The next day we took a train to a large Shinto temple in the hills outside of town. This was something I really wanted to see. The vermillion arches wend their way in a loop up the hills and back around, you are in an altered state of orange. I think it might be the largest shrine of its sort.
The last shorter trip we took was to Takayama, a small town that is in pristine condition, many older Samurai houses, beautiful canals with large koi in floating residence. Marico took us to two wonderful thread stores where I bought a lifetime supply of Sashiko thread, some hand dyed.
The following day we drove to a small gathering of houses to meet Kazue, a papermaker, who is a Living National Treasure. She was having a photo shoot in her garden when we arrived. Her studio is very humble and I had no idea what to expect and surprised to meet her, she was like an apple doll, bent over but with such a life force and twinkle in her eye. She guided us in the art of paper making, stirring her brew of paste and pulp. I brought home a paper spider duster with a wooden handle. I love having a useful item that this almost centenarian has made.
The rest of the trip we stayed in a village called Furukawa at a ryokan named after radishes.
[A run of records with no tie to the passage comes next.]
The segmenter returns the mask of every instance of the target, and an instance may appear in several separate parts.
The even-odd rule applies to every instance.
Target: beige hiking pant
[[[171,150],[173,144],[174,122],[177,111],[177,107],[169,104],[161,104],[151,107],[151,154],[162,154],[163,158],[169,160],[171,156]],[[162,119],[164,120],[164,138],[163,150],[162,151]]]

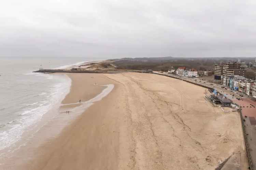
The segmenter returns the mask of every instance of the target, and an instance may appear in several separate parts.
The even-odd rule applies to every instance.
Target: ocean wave
[[[32,103],[32,104],[27,104],[27,106],[33,106],[33,105],[34,105],[35,104],[36,104],[38,103],[38,102],[36,102],[35,103]]]
[[[37,107],[36,108],[33,108],[32,109],[31,109],[31,110],[27,110],[25,111],[24,112],[23,112],[23,113],[21,113],[19,114],[19,116],[22,116],[24,115],[26,115],[27,114],[28,114],[28,113],[29,113],[32,112],[33,112],[33,111],[34,111],[35,110],[36,110],[37,109],[38,109],[38,107]]]
[[[45,92],[43,92],[41,93],[41,94],[39,94],[38,96],[41,96],[41,95],[44,95],[46,94],[46,93],[46,93]]]

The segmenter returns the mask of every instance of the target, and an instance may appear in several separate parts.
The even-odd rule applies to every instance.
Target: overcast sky
[[[2,1],[0,56],[255,57],[256,9],[255,0]]]

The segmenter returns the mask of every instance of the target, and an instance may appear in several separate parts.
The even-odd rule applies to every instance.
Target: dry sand
[[[68,75],[64,103],[115,87],[21,169],[211,170],[231,155],[224,168],[246,169],[239,115],[206,102],[207,89],[153,74]]]

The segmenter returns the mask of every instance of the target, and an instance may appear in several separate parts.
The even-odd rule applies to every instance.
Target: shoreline
[[[2,166],[3,168],[5,166],[8,167],[11,165],[11,163],[13,161],[16,162],[17,164],[22,165],[24,164],[23,162],[29,160],[31,158],[30,158],[31,157],[30,155],[33,155],[34,154],[33,153],[36,150],[34,148],[42,143],[47,142],[51,139],[53,139],[58,136],[66,126],[69,125],[77,117],[79,117],[84,112],[84,110],[87,109],[93,104],[92,102],[95,101],[91,101],[92,100],[94,99],[94,100],[95,100],[95,97],[101,94],[104,90],[109,89],[109,88],[106,88],[106,86],[95,86],[93,84],[92,82],[91,88],[92,87],[94,87],[94,90],[92,90],[91,92],[87,95],[86,97],[82,99],[84,100],[82,101],[86,103],[80,104],[79,103],[78,104],[76,103],[74,104],[73,103],[75,101],[73,100],[74,95],[78,96],[77,96],[77,99],[81,98],[79,94],[76,93],[76,91],[81,92],[81,91],[74,91],[73,89],[77,89],[77,86],[81,86],[80,84],[75,84],[74,85],[74,82],[77,81],[74,80],[74,79],[77,79],[77,78],[73,77],[75,76],[76,75],[69,74],[68,73],[56,73],[52,74],[54,76],[58,75],[67,76],[67,79],[70,80],[70,85],[68,88],[68,89],[66,89],[67,92],[63,96],[63,97],[61,97],[60,101],[58,103],[56,103],[53,107],[51,108],[42,115],[42,118],[38,120],[38,123],[33,123],[27,128],[26,131],[22,134],[22,138],[15,143],[15,146],[17,146],[17,147],[13,148],[12,146],[11,146],[10,147],[11,147],[10,148],[7,147],[1,150],[3,154],[5,153],[5,151],[10,151],[10,149],[12,150],[11,152],[9,152],[8,154],[5,153],[1,157],[1,164],[0,164],[0,169],[2,168],[1,167]],[[92,76],[90,74],[88,75],[88,79],[90,79]],[[94,87],[96,87],[96,88]],[[112,88],[113,88],[113,87],[112,87]],[[103,92],[104,93],[104,91]],[[70,96],[71,92],[74,94],[71,94]],[[103,97],[101,96],[102,97],[104,97],[104,95]],[[98,97],[100,97],[101,96]],[[77,99],[77,101],[79,101],[79,99]],[[69,117],[66,116],[65,117],[65,116],[62,116],[66,115],[66,111],[65,111],[67,109],[70,111],[70,115],[71,116],[72,113],[72,116]],[[14,148],[16,149],[14,149]],[[22,156],[22,153],[27,155],[27,157],[23,157]],[[18,161],[17,160],[19,160]],[[15,167],[17,167],[16,166]],[[15,169],[15,168],[13,168],[14,169]]]
[[[74,66],[78,66],[81,64],[86,64],[92,62],[95,62],[96,61],[100,62],[101,60],[84,61],[77,63],[74,64],[64,66],[61,67],[66,68],[67,67],[67,66],[70,67]],[[59,86],[59,85],[61,84],[61,87],[57,87],[56,88],[55,87],[55,86],[52,87],[51,87],[51,88],[54,88],[55,91],[54,91],[51,92],[50,90],[47,89],[49,91],[47,91],[47,92],[49,92],[49,93],[47,94],[48,96],[46,97],[51,96],[51,98],[47,99],[43,98],[38,99],[41,100],[42,101],[35,100],[34,101],[34,102],[32,102],[32,103],[32,103],[32,104],[27,104],[25,105],[25,106],[24,106],[24,108],[28,106],[31,107],[34,104],[38,104],[38,105],[37,106],[37,107],[35,108],[33,108],[31,107],[31,108],[29,108],[27,109],[27,110],[26,110],[23,112],[21,112],[20,111],[18,111],[18,112],[21,112],[19,114],[19,116],[20,116],[20,117],[14,117],[12,120],[8,121],[5,123],[5,124],[1,125],[0,128],[1,128],[1,129],[3,129],[4,131],[2,133],[7,133],[6,134],[10,134],[8,135],[11,136],[8,136],[7,138],[5,138],[5,139],[4,139],[3,140],[1,141],[1,145],[0,146],[0,148],[1,148],[0,150],[1,151],[1,153],[3,153],[0,154],[0,158],[1,158],[3,155],[4,156],[6,154],[8,153],[6,153],[6,151],[7,151],[8,152],[11,152],[11,151],[13,150],[12,147],[15,148],[15,147],[16,147],[16,148],[17,148],[16,146],[17,145],[20,145],[20,144],[18,143],[21,143],[19,141],[22,140],[23,138],[24,138],[23,136],[27,136],[27,135],[24,135],[24,134],[26,133],[26,131],[29,131],[31,128],[31,127],[34,126],[34,125],[35,124],[37,123],[40,122],[41,119],[42,119],[42,117],[43,117],[45,114],[50,112],[51,110],[52,110],[53,109],[53,107],[56,107],[57,105],[59,105],[60,104],[60,102],[59,101],[59,100],[62,101],[64,98],[65,98],[66,96],[69,93],[69,90],[71,85],[71,80],[70,80],[70,78],[68,78],[68,76],[67,76],[67,78],[64,77],[64,76],[66,76],[66,75],[65,75],[66,74],[56,74],[55,75],[53,75],[53,74],[46,75],[40,73],[35,73],[32,72],[30,72],[29,73],[24,73],[24,74],[25,75],[31,75],[31,76],[44,76],[44,78],[46,79],[45,80],[46,82],[47,82],[47,81],[46,79],[52,79],[53,78],[53,76],[54,77],[54,79],[61,79],[61,78],[60,77],[57,77],[58,76],[63,76],[63,77],[61,78],[61,79],[65,79],[65,80],[64,81],[61,80],[61,81],[60,81],[59,82],[56,82],[56,83],[57,84],[55,84],[55,86]],[[43,78],[43,77],[42,77]],[[64,85],[63,83],[64,83]],[[62,88],[62,89],[61,89]],[[51,93],[52,93],[52,94],[56,94],[57,96],[54,95],[52,96],[52,94],[51,94]],[[34,96],[44,95],[46,94],[46,93],[44,92],[41,93],[39,95],[35,94]],[[47,98],[47,97],[46,98]],[[38,104],[40,102],[42,103],[42,104]],[[35,113],[34,114],[34,113]],[[25,119],[29,119],[29,120],[28,120],[26,119],[26,123],[25,124],[23,124],[23,122],[19,122],[20,120],[25,120]],[[30,120],[30,119],[31,120]],[[12,129],[7,129],[6,127],[8,126],[10,126],[10,125],[11,124],[14,124],[14,125],[12,125],[12,126],[16,125],[17,126],[19,125],[19,124],[18,123],[18,122],[19,123],[22,123],[22,125],[21,126],[20,126],[19,127],[15,127],[16,129],[13,128],[14,129],[13,130]],[[8,125],[8,126],[7,126],[7,125]],[[8,128],[9,127],[8,127]],[[9,129],[10,128],[9,128]],[[5,130],[5,129],[6,129],[6,130],[4,131]],[[13,131],[15,131],[15,132]],[[18,132],[15,132],[18,131]],[[8,141],[5,142],[6,143],[5,143],[5,140],[8,140]],[[18,142],[18,144],[16,144],[17,142]],[[2,147],[2,148],[1,148]]]
[[[76,80],[63,107],[79,107],[80,99],[95,97],[103,84],[115,88],[20,169],[213,170],[229,157],[245,169],[238,115],[205,102],[206,89],[153,74],[70,74]]]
There we perfected the art of managing an13 to 18 course meal, called Kaiseki, without eating absolutely everything in your dish. It’s a skill, and a necessary one if you want to survive with your stomach intact! I cannot say enough for the food in Japan; so fresh and inventive, so well seasoned.
The last day before leaving in the afternoon, I rambled around Kyoto with Marico. We ate one last meal at an artisanal Soba restaurant, a walk through the food/shoe market, and a slip into a secret corridor to find the needle shop, the charming traditional garden on the way to a jewel box store selling: sashiko needles and snips. There are surprises and beauty wherever you go in Japan, and I had the best hosts!